Bugün dünyada olduğu gibi ülkemizde de eğitim sistemlerinde Endüstri 4.0 konseptinin gereksindiği teknolojik ve dijital trendler takip ediliyor, bir gelecek ve kalkınma politikasının temeli olarak müfredatlara dahil ediliyor. Dünyada birçok örneğini gördüğümüz, gelecek kuşakların entelektüel ve mesleki formasyonlarını tanımlayacak bir olgudan söz ediyoruz. Aslında bu değişim yeni bir durum değil. Bugün 40’lı yaşlarında olan kuşakların öğrencilik yıllarında da Fen Bilimleri kapsamında teknik/teknolojik icatlara yönelik çalışmalar gerçekleştiriliyordu. Ancak tabloya bugün baktığımızda okul öncesi çağlardan üniversite çağına kadar uzanan bir eğitim anlayışı kök salıyor. Birçok özel ve kamu kuruluşunun bugün başını çektiği kod yazma eğitimleriyle bilgisayayar okuryazarlığı bir trend haline gelirken; Fen (Science), Teknoloji (Technology), Mühendislik (Engineering) ve Matematik (Mathematics) ağırlıklı orijinal adıyla STEM programlarıyla geleceğimizin eğitim anlayışı yavaş yavaş belirleniyor.

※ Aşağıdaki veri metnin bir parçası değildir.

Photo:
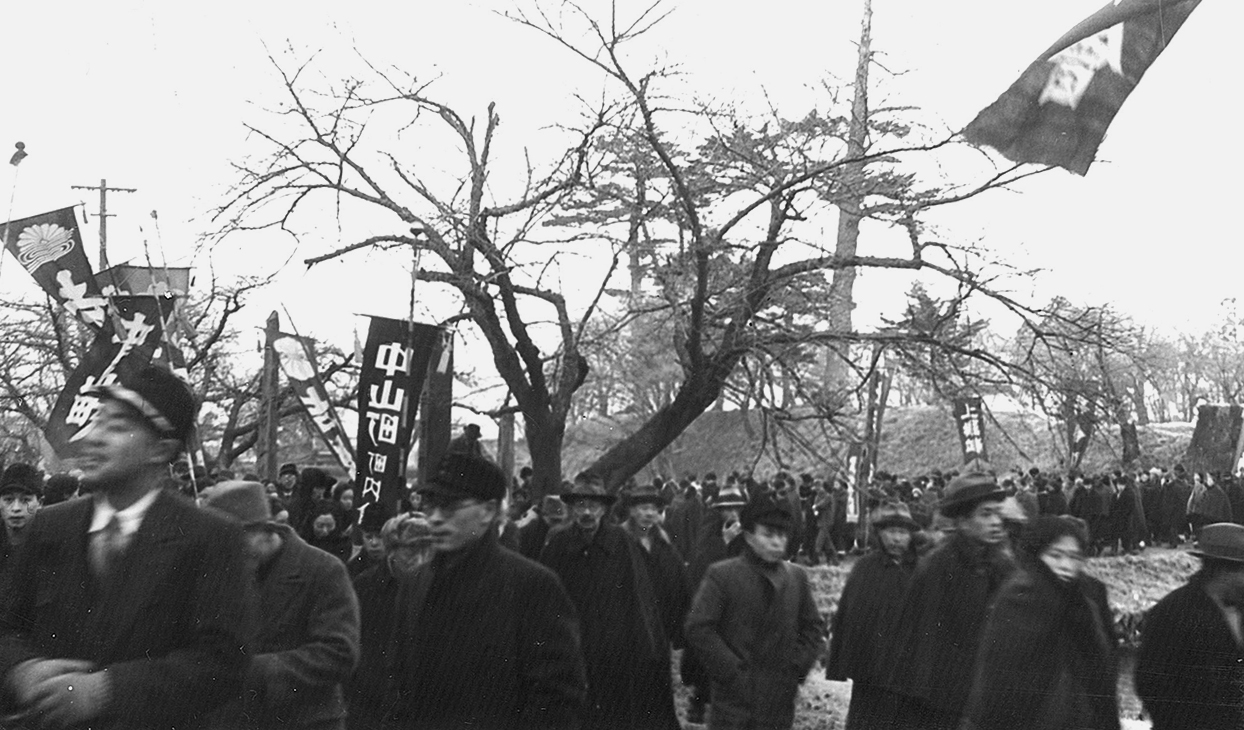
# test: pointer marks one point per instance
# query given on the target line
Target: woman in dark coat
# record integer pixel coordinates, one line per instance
(867, 616)
(1046, 658)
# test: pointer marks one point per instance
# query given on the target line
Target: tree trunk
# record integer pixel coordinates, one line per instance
(841, 295)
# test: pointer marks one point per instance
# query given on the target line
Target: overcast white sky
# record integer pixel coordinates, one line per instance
(152, 95)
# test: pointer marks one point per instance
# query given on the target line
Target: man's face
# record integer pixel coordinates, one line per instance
(117, 447)
(261, 544)
(646, 515)
(768, 542)
(587, 514)
(287, 481)
(457, 522)
(18, 508)
(895, 540)
(555, 516)
(324, 525)
(408, 557)
(373, 545)
(984, 524)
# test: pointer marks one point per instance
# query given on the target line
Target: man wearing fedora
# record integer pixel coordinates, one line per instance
(720, 537)
(666, 566)
(483, 637)
(946, 606)
(1189, 673)
(128, 609)
(21, 490)
(626, 648)
(307, 641)
(755, 626)
(867, 617)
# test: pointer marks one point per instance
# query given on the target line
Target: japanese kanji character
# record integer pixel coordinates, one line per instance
(392, 358)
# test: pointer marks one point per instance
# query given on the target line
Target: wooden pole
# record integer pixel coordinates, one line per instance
(103, 214)
(270, 391)
(505, 444)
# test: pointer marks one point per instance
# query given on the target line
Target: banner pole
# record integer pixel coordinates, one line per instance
(15, 161)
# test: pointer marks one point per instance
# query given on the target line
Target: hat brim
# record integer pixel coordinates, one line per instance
(969, 501)
(1202, 554)
(445, 490)
(605, 499)
(896, 521)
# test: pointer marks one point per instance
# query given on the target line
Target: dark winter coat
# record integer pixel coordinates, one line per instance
(860, 637)
(938, 633)
(1127, 515)
(1046, 657)
(306, 647)
(867, 616)
(367, 690)
(626, 651)
(485, 639)
(667, 571)
(1189, 672)
(1212, 505)
(531, 537)
(171, 629)
(1235, 496)
(758, 632)
(683, 524)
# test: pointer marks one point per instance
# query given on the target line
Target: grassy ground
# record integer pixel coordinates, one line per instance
(1133, 583)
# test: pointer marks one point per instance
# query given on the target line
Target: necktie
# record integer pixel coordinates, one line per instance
(107, 546)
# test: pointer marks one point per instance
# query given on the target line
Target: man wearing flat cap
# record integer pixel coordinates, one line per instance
(626, 648)
(867, 616)
(754, 624)
(483, 637)
(128, 609)
(307, 642)
(1189, 672)
(938, 632)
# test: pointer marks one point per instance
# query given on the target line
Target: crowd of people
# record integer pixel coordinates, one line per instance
(285, 605)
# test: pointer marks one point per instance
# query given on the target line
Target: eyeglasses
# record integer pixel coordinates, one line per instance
(448, 506)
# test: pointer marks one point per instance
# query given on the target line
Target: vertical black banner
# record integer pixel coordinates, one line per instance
(393, 369)
(299, 365)
(969, 418)
(50, 248)
(127, 343)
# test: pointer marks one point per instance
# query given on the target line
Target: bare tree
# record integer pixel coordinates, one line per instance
(705, 204)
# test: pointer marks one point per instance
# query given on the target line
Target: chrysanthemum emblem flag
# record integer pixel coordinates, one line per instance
(1060, 107)
(50, 248)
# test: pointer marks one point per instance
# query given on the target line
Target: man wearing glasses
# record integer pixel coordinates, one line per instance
(484, 637)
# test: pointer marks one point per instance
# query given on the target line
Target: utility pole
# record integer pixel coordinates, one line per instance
(269, 391)
(103, 214)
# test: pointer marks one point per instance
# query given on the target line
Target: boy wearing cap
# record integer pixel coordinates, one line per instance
(626, 649)
(128, 609)
(1189, 672)
(944, 611)
(754, 624)
(21, 489)
(307, 643)
(484, 637)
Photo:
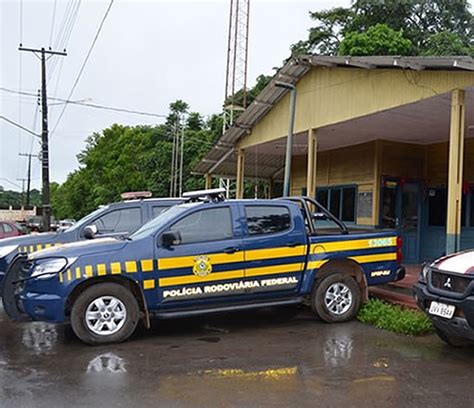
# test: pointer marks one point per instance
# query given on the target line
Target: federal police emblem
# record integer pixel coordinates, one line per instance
(202, 266)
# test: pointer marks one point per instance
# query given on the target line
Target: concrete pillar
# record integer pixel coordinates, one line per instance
(240, 174)
(208, 181)
(377, 183)
(455, 168)
(312, 163)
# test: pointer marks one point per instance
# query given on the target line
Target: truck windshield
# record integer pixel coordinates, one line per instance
(151, 226)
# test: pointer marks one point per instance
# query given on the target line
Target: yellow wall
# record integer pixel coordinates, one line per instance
(322, 97)
(357, 165)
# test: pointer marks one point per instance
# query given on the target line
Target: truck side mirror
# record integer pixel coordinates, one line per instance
(89, 231)
(170, 238)
(319, 217)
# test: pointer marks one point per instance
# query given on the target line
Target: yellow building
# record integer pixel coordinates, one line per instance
(379, 140)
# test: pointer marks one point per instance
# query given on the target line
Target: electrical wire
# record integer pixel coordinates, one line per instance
(12, 122)
(91, 48)
(89, 105)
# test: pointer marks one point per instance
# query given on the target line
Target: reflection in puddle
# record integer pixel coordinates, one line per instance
(40, 337)
(107, 363)
(269, 374)
(338, 351)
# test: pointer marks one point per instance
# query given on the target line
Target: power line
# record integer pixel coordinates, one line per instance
(90, 105)
(12, 122)
(83, 66)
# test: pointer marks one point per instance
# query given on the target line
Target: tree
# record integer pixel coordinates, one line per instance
(446, 43)
(125, 158)
(419, 19)
(378, 40)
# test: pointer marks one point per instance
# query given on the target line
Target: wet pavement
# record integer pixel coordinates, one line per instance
(252, 359)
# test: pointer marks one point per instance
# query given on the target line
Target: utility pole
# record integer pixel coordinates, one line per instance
(44, 134)
(22, 190)
(28, 185)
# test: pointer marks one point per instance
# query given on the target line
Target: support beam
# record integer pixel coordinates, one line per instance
(455, 168)
(208, 181)
(312, 163)
(377, 175)
(240, 174)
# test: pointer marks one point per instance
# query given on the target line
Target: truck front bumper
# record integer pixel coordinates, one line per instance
(461, 324)
(42, 307)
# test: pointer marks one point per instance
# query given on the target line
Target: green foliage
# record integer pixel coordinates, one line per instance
(379, 39)
(393, 318)
(446, 43)
(420, 20)
(124, 158)
(16, 199)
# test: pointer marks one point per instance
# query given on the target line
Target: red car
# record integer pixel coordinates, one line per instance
(9, 229)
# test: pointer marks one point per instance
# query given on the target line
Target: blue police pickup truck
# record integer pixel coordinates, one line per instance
(121, 218)
(206, 255)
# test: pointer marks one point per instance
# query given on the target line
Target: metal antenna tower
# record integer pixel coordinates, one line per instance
(235, 96)
(237, 55)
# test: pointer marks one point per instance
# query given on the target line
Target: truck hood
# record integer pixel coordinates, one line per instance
(76, 249)
(462, 263)
(32, 239)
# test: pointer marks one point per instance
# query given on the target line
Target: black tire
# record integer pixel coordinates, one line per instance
(105, 291)
(453, 341)
(349, 307)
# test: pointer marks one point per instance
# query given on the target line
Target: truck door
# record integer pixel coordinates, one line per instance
(206, 261)
(275, 247)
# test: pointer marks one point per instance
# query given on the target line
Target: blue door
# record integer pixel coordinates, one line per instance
(409, 221)
(401, 209)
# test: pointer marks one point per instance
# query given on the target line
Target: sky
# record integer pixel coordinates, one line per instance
(148, 54)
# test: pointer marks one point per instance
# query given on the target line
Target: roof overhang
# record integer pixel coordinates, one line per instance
(221, 157)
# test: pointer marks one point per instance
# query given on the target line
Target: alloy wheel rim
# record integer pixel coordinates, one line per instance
(105, 315)
(338, 298)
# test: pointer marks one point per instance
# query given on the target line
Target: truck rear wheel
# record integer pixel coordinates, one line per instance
(336, 298)
(105, 313)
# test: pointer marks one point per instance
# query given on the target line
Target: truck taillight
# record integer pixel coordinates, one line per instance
(399, 250)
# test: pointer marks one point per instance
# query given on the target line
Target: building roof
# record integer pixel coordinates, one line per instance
(294, 70)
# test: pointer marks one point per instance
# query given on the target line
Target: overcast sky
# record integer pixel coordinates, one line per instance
(149, 54)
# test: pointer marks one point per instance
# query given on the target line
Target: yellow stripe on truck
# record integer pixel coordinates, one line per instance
(392, 256)
(188, 261)
(274, 269)
(355, 244)
(281, 252)
(187, 279)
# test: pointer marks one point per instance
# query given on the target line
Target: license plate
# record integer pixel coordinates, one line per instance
(442, 310)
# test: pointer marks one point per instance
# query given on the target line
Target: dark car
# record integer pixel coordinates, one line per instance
(10, 229)
(445, 292)
(117, 219)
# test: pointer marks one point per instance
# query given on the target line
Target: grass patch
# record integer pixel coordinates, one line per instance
(394, 318)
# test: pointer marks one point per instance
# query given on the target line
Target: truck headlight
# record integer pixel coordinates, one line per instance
(424, 273)
(49, 267)
(4, 251)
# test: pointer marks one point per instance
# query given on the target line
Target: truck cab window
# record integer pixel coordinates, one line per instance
(267, 219)
(124, 220)
(212, 224)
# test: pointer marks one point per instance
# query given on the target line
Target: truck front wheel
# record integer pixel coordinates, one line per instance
(336, 298)
(105, 313)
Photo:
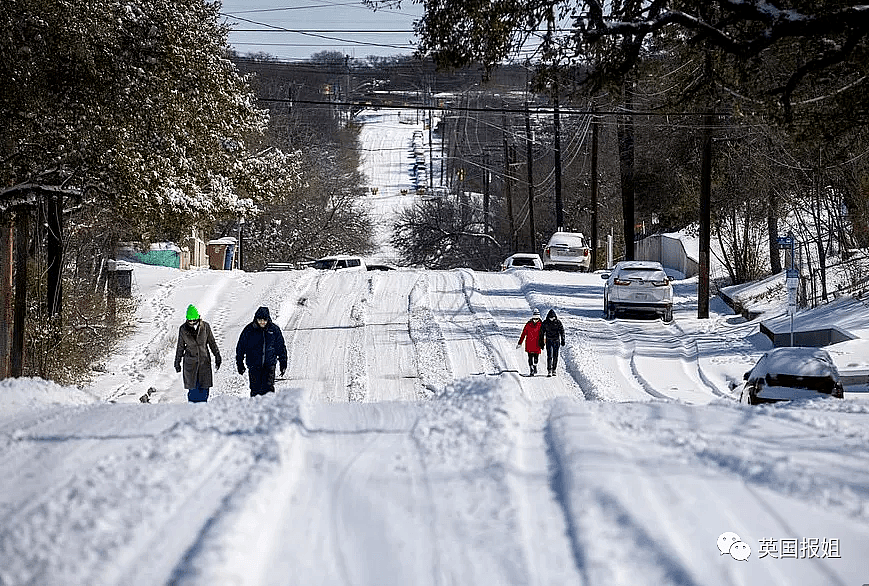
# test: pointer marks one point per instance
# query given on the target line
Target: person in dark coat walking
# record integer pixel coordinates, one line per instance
(552, 337)
(260, 347)
(531, 335)
(193, 357)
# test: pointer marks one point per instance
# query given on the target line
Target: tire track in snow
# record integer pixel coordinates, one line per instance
(428, 341)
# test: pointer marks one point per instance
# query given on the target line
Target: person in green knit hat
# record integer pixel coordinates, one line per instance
(192, 356)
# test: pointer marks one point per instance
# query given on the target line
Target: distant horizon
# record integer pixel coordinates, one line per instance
(295, 30)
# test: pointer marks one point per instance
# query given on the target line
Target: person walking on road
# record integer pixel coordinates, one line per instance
(193, 357)
(260, 347)
(531, 336)
(552, 337)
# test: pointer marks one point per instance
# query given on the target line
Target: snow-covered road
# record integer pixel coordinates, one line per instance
(407, 445)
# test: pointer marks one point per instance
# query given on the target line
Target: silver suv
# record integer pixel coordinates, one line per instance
(638, 285)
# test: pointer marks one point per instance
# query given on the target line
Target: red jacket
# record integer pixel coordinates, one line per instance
(531, 335)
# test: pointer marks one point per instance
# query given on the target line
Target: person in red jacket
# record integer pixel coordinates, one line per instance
(531, 336)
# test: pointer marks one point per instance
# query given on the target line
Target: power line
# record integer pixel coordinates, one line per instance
(497, 110)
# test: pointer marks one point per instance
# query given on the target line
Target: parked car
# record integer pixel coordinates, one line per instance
(567, 250)
(340, 262)
(785, 374)
(522, 260)
(638, 285)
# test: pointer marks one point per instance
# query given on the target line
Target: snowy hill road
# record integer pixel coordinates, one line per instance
(406, 446)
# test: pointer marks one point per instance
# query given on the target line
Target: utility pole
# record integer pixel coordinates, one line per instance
(508, 182)
(532, 237)
(595, 189)
(705, 217)
(486, 195)
(559, 209)
(6, 260)
(430, 148)
(19, 312)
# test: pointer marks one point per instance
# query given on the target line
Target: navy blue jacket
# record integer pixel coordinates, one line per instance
(261, 347)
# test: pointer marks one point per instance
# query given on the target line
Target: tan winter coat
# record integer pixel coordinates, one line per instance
(193, 345)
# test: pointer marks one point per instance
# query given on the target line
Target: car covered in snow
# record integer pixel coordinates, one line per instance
(342, 262)
(785, 374)
(638, 286)
(522, 260)
(567, 251)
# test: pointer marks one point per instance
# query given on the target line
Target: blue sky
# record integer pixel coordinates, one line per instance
(295, 29)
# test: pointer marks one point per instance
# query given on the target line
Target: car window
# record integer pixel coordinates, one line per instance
(823, 384)
(643, 274)
(324, 263)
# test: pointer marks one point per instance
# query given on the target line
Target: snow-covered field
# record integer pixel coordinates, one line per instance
(406, 445)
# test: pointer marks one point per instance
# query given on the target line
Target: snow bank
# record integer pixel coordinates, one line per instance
(20, 394)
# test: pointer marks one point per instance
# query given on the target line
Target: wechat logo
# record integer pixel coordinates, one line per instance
(729, 542)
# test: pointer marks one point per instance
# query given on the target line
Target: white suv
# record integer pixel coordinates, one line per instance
(567, 250)
(342, 262)
(638, 285)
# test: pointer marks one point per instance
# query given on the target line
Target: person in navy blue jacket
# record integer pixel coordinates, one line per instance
(260, 347)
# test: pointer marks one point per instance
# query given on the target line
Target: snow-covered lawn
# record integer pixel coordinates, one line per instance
(406, 445)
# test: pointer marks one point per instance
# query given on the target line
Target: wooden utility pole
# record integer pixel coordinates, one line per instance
(559, 209)
(595, 190)
(54, 253)
(705, 217)
(626, 159)
(6, 296)
(532, 236)
(508, 183)
(19, 312)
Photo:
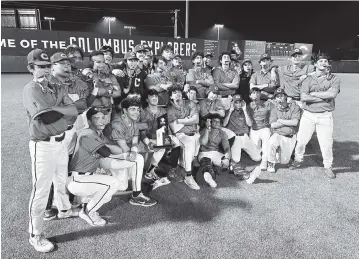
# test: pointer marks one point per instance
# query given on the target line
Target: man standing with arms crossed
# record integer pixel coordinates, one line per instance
(318, 95)
(50, 111)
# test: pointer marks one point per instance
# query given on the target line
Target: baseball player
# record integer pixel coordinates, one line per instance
(183, 118)
(124, 132)
(291, 76)
(236, 125)
(211, 104)
(158, 81)
(262, 79)
(284, 120)
(207, 60)
(318, 95)
(226, 79)
(211, 138)
(259, 110)
(132, 82)
(50, 111)
(245, 76)
(199, 76)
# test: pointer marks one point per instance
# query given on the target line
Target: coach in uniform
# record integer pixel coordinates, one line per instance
(262, 79)
(50, 111)
(284, 120)
(318, 95)
(199, 76)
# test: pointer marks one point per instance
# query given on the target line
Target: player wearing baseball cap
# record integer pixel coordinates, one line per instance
(210, 104)
(183, 118)
(245, 77)
(226, 79)
(211, 138)
(150, 116)
(262, 79)
(50, 111)
(124, 132)
(291, 76)
(158, 81)
(199, 76)
(236, 125)
(132, 81)
(207, 60)
(259, 111)
(318, 95)
(284, 120)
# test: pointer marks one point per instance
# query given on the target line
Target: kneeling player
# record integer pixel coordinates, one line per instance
(284, 119)
(210, 139)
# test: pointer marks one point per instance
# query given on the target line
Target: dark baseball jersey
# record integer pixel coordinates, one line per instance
(260, 114)
(151, 119)
(187, 109)
(289, 80)
(206, 105)
(42, 96)
(85, 157)
(289, 113)
(320, 84)
(237, 122)
(122, 130)
(216, 137)
(155, 79)
(230, 76)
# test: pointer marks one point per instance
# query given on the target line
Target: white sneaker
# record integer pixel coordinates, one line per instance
(73, 212)
(93, 218)
(263, 165)
(161, 182)
(191, 183)
(271, 167)
(254, 175)
(41, 244)
(208, 178)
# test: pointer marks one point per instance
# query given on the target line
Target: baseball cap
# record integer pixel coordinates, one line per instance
(264, 56)
(139, 47)
(296, 51)
(38, 57)
(214, 89)
(208, 54)
(279, 91)
(130, 55)
(254, 89)
(152, 92)
(58, 56)
(237, 97)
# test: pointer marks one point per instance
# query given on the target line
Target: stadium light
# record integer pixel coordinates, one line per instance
(109, 19)
(49, 19)
(130, 28)
(218, 26)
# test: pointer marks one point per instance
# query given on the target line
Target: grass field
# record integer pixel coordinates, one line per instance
(289, 214)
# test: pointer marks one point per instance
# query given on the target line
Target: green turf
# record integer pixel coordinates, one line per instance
(290, 214)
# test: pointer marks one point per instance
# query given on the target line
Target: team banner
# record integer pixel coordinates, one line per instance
(19, 42)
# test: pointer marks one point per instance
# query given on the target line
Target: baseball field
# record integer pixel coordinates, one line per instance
(289, 214)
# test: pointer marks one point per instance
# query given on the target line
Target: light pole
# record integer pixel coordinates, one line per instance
(109, 19)
(130, 28)
(218, 26)
(49, 19)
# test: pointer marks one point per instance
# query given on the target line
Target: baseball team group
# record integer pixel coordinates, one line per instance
(93, 124)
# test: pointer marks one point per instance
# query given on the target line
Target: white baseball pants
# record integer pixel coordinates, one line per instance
(260, 139)
(242, 142)
(286, 146)
(49, 162)
(323, 124)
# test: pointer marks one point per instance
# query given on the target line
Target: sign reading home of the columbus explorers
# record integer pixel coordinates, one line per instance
(19, 42)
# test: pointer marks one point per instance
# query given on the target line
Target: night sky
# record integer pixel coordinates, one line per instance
(328, 25)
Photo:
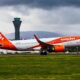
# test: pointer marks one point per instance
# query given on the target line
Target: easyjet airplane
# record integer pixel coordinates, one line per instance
(44, 45)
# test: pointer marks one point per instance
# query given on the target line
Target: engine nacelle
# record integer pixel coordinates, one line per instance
(58, 48)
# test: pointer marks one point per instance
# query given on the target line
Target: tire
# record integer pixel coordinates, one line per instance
(43, 51)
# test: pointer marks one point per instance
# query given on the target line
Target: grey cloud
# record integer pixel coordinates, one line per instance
(40, 3)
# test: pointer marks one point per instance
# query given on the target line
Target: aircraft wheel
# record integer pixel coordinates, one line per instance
(43, 52)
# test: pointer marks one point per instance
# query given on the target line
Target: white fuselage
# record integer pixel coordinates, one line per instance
(25, 44)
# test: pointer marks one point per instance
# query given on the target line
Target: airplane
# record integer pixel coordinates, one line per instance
(44, 45)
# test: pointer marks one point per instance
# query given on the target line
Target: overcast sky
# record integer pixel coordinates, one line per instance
(62, 16)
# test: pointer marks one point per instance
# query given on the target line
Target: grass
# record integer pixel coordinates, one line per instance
(35, 67)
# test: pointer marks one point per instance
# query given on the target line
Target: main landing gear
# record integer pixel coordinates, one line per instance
(43, 51)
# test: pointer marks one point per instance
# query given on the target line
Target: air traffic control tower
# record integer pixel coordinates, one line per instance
(17, 23)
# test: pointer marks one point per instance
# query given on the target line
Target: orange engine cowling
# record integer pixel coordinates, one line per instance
(59, 48)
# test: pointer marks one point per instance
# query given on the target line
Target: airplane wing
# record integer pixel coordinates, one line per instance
(49, 47)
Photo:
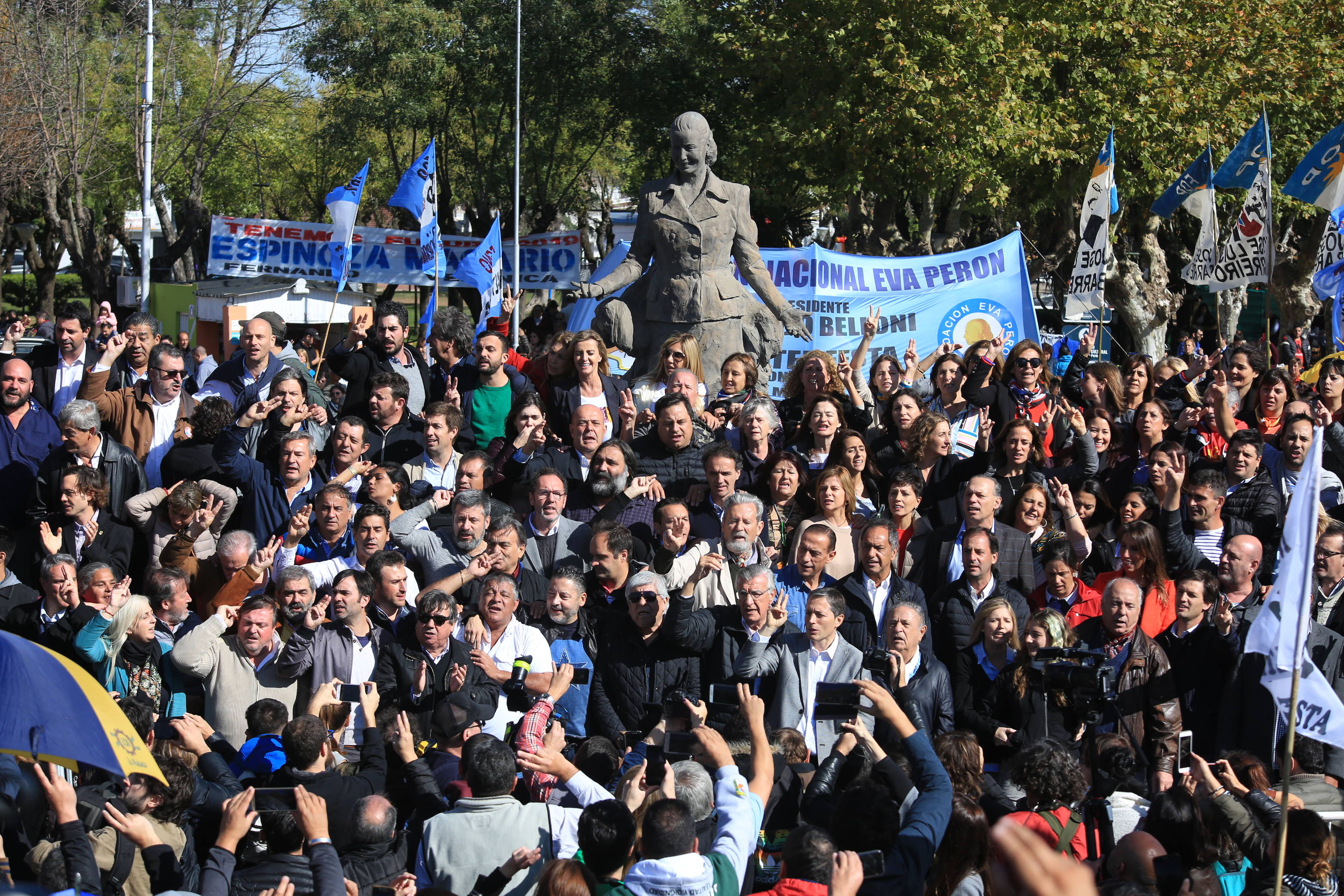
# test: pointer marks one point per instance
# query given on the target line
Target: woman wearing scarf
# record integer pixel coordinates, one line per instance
(1025, 393)
(131, 660)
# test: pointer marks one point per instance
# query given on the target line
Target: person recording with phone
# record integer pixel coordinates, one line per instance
(1203, 649)
(1145, 706)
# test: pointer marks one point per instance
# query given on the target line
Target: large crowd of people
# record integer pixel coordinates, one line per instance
(447, 618)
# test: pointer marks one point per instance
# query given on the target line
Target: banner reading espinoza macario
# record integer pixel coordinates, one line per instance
(957, 298)
(253, 246)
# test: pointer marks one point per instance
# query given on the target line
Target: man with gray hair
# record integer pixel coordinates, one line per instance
(640, 664)
(441, 553)
(151, 416)
(273, 491)
(710, 566)
(717, 634)
(982, 499)
(799, 662)
(82, 444)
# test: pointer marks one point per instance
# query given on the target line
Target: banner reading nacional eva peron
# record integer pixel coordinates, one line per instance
(253, 246)
(959, 298)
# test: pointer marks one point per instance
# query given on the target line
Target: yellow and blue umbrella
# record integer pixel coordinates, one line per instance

ENDÜSTRİ 4.0’DAN EĞİTİM 4.0’A
Bugünün küresel boyutta tezahür eden teknolojik atılımlarının eğitim stratejilerine de etki ettiğini söylemiştik. Bunun aslında karşılıklı bir ilişki olduğunu da eklemeliyiz. Zira orta ve uzun vadeli düşündüğümüzde geleceğin mesleklerini belirleyecek olan aslında Endüstri 4.0 ile doğan Eğitim 4.0 ve bu sistemden çıkan yeni iş kolları olacaktır. Peki değişmekte olan ve değişecek olan tam olarak nedir? Emniyet ve güvenlik alanlarını daha boşluksuz; haberleşme ve iletişim teknolojilerini daha sorunsuz, üretim ve imalat teknolojilerini ise daha karlı; sonuç olarak şirketleri ve devletleri rekabet gücü daha yüksek aktörler haline getiren Endüstri 4.0, yeni, çağdaş ve bir önceki çağa kıyasla artık tamamen interaktif hale gelmiş bir insan profiliyle şekil alıyor. İnsan önceki üretim modellerinde fiziksel emeğini ortaya koyarak standart ve tek boyutlu bir üretim icra ederken bugün bilimsel ilgileri daha açık, analitik düşünebilen muhakeme yetileri daha keskin, yeni dünyanın dilini hızlıca kavrayabilen genç nesillerin hayal ve yaratım gücüyle yeni formuna kavuşuyor.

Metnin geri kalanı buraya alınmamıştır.